Es entstand ein reger Austausch über den möglichen Nutzen und Risiken und Befürchtungen bezüglich eines solchen Projekts. Zustimmung herrschte vor allem darüber, dass neue Ideen vorangebracht werden müssen, wie Patienten schneller eine notwendige psychotherapeutische Behandlung erhalten können. Klar ist dabei, dass die Ausübung von Heilkunde ausschließlich in approbierte Hände gehört. Dabei konnten es sich einige Delegierte durchaus vorstellen, unterstützende Aufgaben auch an andere abzugeben. Der Vorteil wäre hier, dass für das eigentlich therapeutische Handeln mehr Zeit übrig wäre.

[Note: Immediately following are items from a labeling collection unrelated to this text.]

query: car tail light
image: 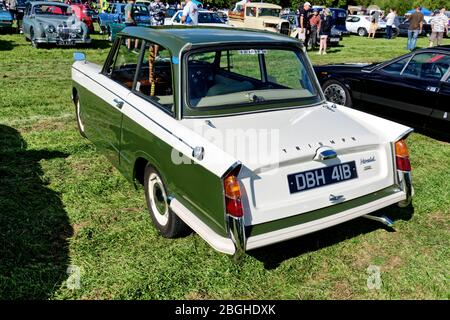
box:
[223,172,244,218]
[395,139,411,171]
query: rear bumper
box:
[170,181,413,258]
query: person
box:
[309,9,321,49]
[430,8,448,48]
[181,0,198,26]
[298,2,311,46]
[367,10,380,39]
[386,8,397,40]
[124,0,139,53]
[6,0,20,31]
[148,0,166,12]
[406,7,424,51]
[318,8,333,54]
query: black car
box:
[314,46,450,138]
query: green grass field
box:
[0,28,450,299]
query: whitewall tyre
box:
[144,165,190,238]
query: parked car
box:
[164,9,229,27]
[281,13,342,48]
[345,15,398,37]
[398,19,431,37]
[228,2,290,35]
[72,27,413,258]
[330,8,350,36]
[98,3,151,37]
[0,3,13,32]
[315,47,450,137]
[23,1,91,48]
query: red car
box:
[69,1,94,33]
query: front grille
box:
[280,22,289,35]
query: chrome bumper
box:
[397,170,414,208]
[227,214,247,261]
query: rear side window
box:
[381,57,410,75]
[402,53,450,80]
[105,37,142,89]
[135,41,174,115]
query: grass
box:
[0,28,450,299]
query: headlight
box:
[46,25,56,33]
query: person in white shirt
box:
[430,8,448,48]
[181,0,198,26]
[386,8,397,39]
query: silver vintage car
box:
[23,1,91,48]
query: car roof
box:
[30,1,69,6]
[120,26,302,55]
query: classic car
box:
[72,27,413,259]
[23,1,91,48]
[281,13,342,48]
[98,3,151,34]
[315,46,450,138]
[164,10,230,27]
[228,2,290,35]
[0,3,13,31]
[345,15,399,37]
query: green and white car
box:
[72,27,413,257]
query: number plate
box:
[287,161,358,193]
[58,40,74,46]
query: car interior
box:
[188,51,312,107]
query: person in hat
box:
[407,7,424,51]
[430,8,448,48]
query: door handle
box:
[114,98,123,109]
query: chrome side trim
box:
[227,214,246,262]
[362,214,394,227]
[397,170,414,208]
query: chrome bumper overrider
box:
[397,170,414,208]
[227,214,247,261]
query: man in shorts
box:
[407,7,424,51]
[430,8,448,48]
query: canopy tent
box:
[406,8,432,16]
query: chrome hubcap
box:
[323,84,347,106]
[148,173,169,226]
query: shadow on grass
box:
[0,125,72,299]
[247,205,414,270]
[0,39,16,51]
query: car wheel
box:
[144,165,189,238]
[322,80,352,107]
[358,28,368,37]
[75,98,86,138]
[30,28,40,49]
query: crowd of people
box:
[298,2,333,54]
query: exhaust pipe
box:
[362,214,394,228]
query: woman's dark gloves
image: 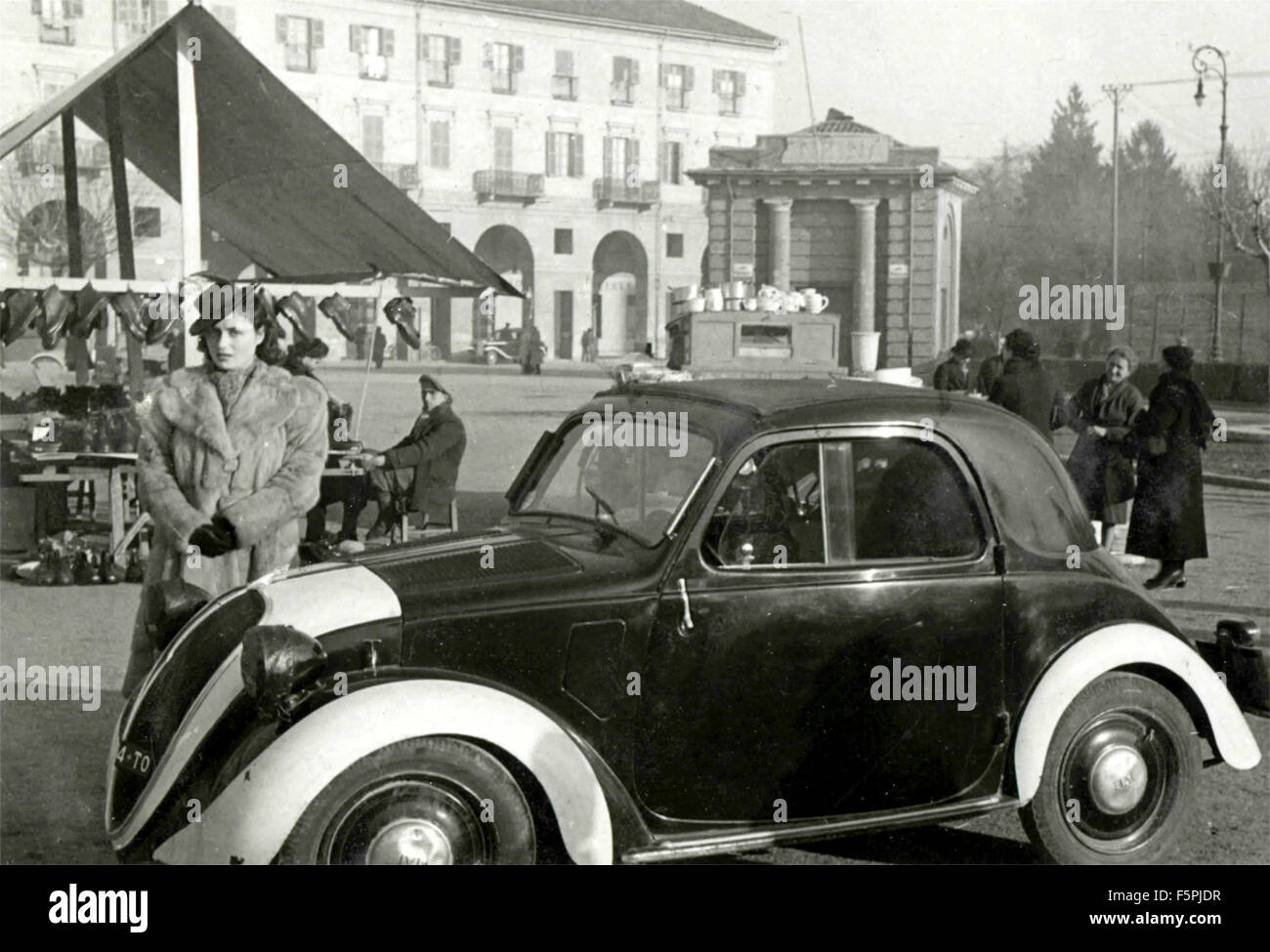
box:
[190,516,237,559]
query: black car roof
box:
[610,376,1028,428]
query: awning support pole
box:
[175,21,203,373]
[102,77,147,400]
[63,109,89,388]
[63,109,84,278]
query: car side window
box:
[826,438,983,562]
[702,441,825,568]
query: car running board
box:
[622,794,1019,863]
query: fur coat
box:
[124,362,327,694]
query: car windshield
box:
[513,410,714,546]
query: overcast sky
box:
[695,0,1270,166]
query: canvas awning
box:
[0,5,521,297]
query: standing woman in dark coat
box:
[1125,346,1214,589]
[1067,347,1147,549]
[988,330,1063,445]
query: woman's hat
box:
[38,284,75,351]
[4,288,39,347]
[318,298,355,340]
[66,284,110,340]
[1164,344,1195,371]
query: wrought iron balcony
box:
[592,179,661,207]
[473,169,543,204]
[551,73,578,102]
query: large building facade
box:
[0,0,783,358]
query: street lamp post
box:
[1191,45,1227,362]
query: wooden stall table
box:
[18,453,148,558]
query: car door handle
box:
[674,579,693,639]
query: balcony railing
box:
[473,169,543,204]
[375,162,419,187]
[592,179,661,206]
[39,22,75,46]
[551,73,578,102]
[609,83,635,105]
[357,54,389,80]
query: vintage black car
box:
[106,380,1261,863]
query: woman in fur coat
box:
[123,287,327,697]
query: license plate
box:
[114,743,155,777]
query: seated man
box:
[340,373,467,540]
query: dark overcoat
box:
[988,356,1063,444]
[934,356,970,393]
[384,402,467,515]
[1125,372,1213,561]
[1067,377,1147,521]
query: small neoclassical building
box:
[690,109,978,367]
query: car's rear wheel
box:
[278,737,534,866]
[1020,672,1199,864]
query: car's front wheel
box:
[1020,672,1199,864]
[278,737,536,866]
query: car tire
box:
[278,737,536,866]
[1020,672,1201,864]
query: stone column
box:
[763,198,794,291]
[851,198,877,331]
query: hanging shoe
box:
[33,549,58,585]
[123,549,147,584]
[98,553,119,585]
[73,553,97,585]
[55,553,76,585]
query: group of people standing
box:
[935,330,1214,589]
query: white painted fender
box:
[1015,622,1261,804]
[155,681,614,864]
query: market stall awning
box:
[0,5,520,296]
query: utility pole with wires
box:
[1102,83,1133,287]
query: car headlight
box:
[141,579,212,651]
[242,625,326,702]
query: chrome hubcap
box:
[365,817,454,866]
[1089,744,1148,816]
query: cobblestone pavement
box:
[0,368,1270,863]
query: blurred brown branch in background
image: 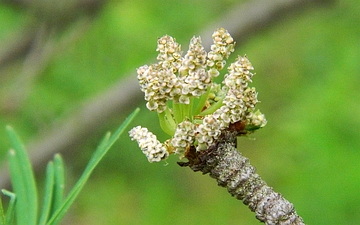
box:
[0,0,334,188]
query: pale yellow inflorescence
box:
[129,126,169,162]
[129,28,267,162]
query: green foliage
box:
[0,0,360,225]
[0,109,139,225]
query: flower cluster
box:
[129,126,169,162]
[129,28,266,162]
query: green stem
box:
[173,102,184,123]
[193,87,211,115]
[158,108,176,136]
[199,95,225,116]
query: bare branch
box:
[0,0,333,190]
[179,131,305,225]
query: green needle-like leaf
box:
[0,194,5,225]
[39,162,54,225]
[51,154,65,215]
[47,109,139,225]
[6,126,38,225]
[1,189,16,225]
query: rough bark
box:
[179,131,305,225]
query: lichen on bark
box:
[179,130,305,225]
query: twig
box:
[179,131,305,225]
[0,0,333,187]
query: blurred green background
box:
[0,0,360,225]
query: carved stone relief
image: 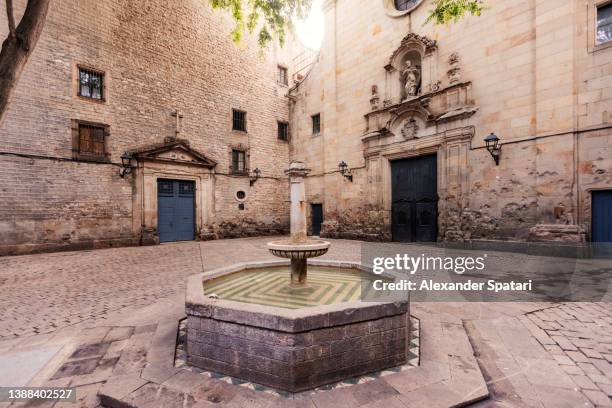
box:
[446,52,461,85]
[402,118,419,139]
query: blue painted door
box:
[310,204,323,236]
[591,190,612,242]
[157,179,195,242]
[391,155,438,242]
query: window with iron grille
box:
[78,123,106,159]
[232,109,246,132]
[277,65,289,85]
[79,67,104,100]
[395,0,417,11]
[312,113,321,135]
[232,149,247,174]
[597,3,612,44]
[278,122,289,140]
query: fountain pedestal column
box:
[268,161,329,286]
[291,258,306,286]
[286,162,310,285]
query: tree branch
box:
[0,0,51,124]
[6,0,16,38]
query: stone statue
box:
[447,52,461,85]
[370,85,380,111]
[402,60,421,98]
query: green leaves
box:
[210,0,312,49]
[424,0,485,25]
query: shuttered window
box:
[597,3,612,44]
[232,149,246,174]
[278,122,289,140]
[79,68,104,100]
[232,109,246,132]
[79,123,106,157]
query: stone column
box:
[286,161,310,285]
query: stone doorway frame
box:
[128,139,216,245]
[133,161,214,245]
[363,126,475,241]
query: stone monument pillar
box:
[268,161,330,287]
[286,161,310,285]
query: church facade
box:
[0,0,612,254]
[0,0,306,254]
[291,0,612,242]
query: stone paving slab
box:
[0,238,612,408]
[0,346,61,387]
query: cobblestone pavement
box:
[0,237,360,340]
[524,303,612,406]
[0,238,612,408]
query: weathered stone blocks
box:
[186,262,409,392]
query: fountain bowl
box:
[185,260,410,393]
[268,239,331,259]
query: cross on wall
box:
[172,109,183,138]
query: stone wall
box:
[291,0,612,240]
[187,313,408,392]
[0,0,293,253]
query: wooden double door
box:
[391,155,438,242]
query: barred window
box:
[312,113,321,135]
[78,123,106,157]
[232,149,247,174]
[597,3,612,44]
[232,109,246,132]
[395,0,417,11]
[79,67,104,100]
[277,65,289,85]
[278,122,289,140]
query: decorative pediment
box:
[127,138,217,168]
[385,33,438,70]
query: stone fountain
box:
[185,162,410,393]
[268,161,330,287]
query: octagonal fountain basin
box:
[186,261,409,392]
[268,239,331,259]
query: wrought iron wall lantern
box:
[119,152,132,178]
[249,167,261,186]
[484,133,501,166]
[338,160,353,183]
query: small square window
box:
[232,109,246,132]
[312,113,321,135]
[232,149,247,174]
[277,65,289,85]
[278,122,289,140]
[596,3,612,45]
[78,67,104,101]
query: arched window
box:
[394,0,417,11]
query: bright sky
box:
[295,0,323,50]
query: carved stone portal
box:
[402,118,419,140]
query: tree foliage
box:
[425,0,485,24]
[210,0,312,48]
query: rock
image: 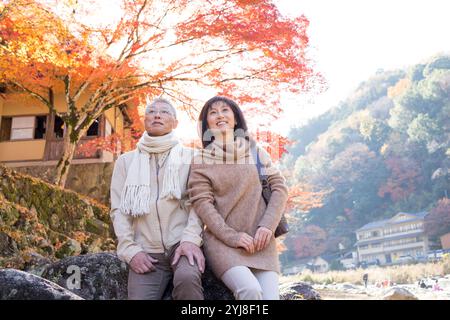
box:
[42,252,128,300]
[0,269,83,300]
[382,287,419,300]
[42,252,234,300]
[55,239,81,258]
[37,252,321,300]
[202,264,235,300]
[24,252,52,277]
[280,282,322,300]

Unumstritten ist als grundsätzliche Voraussetzung von Kooperationsstrukturen, dass die Gesamtverantwortung von psychologischen Psychotherapeuten getragen wird. Diese entscheiden ebenso darüber, welche Angebote und Zusatzangebote jeder einzelne Patient nach seinem individuellen Bedarf benötigt.

Es ist wünschens- wie lohnenswert, dass sich der Berufsstand auch mit Versorgungsmanagement und unterstützenden Zusatzangeboten beschäftigt. Diese Diskussionsfortsetzung und diesen erneuten Denkanstoß setzte die 19. Kammerversammlung.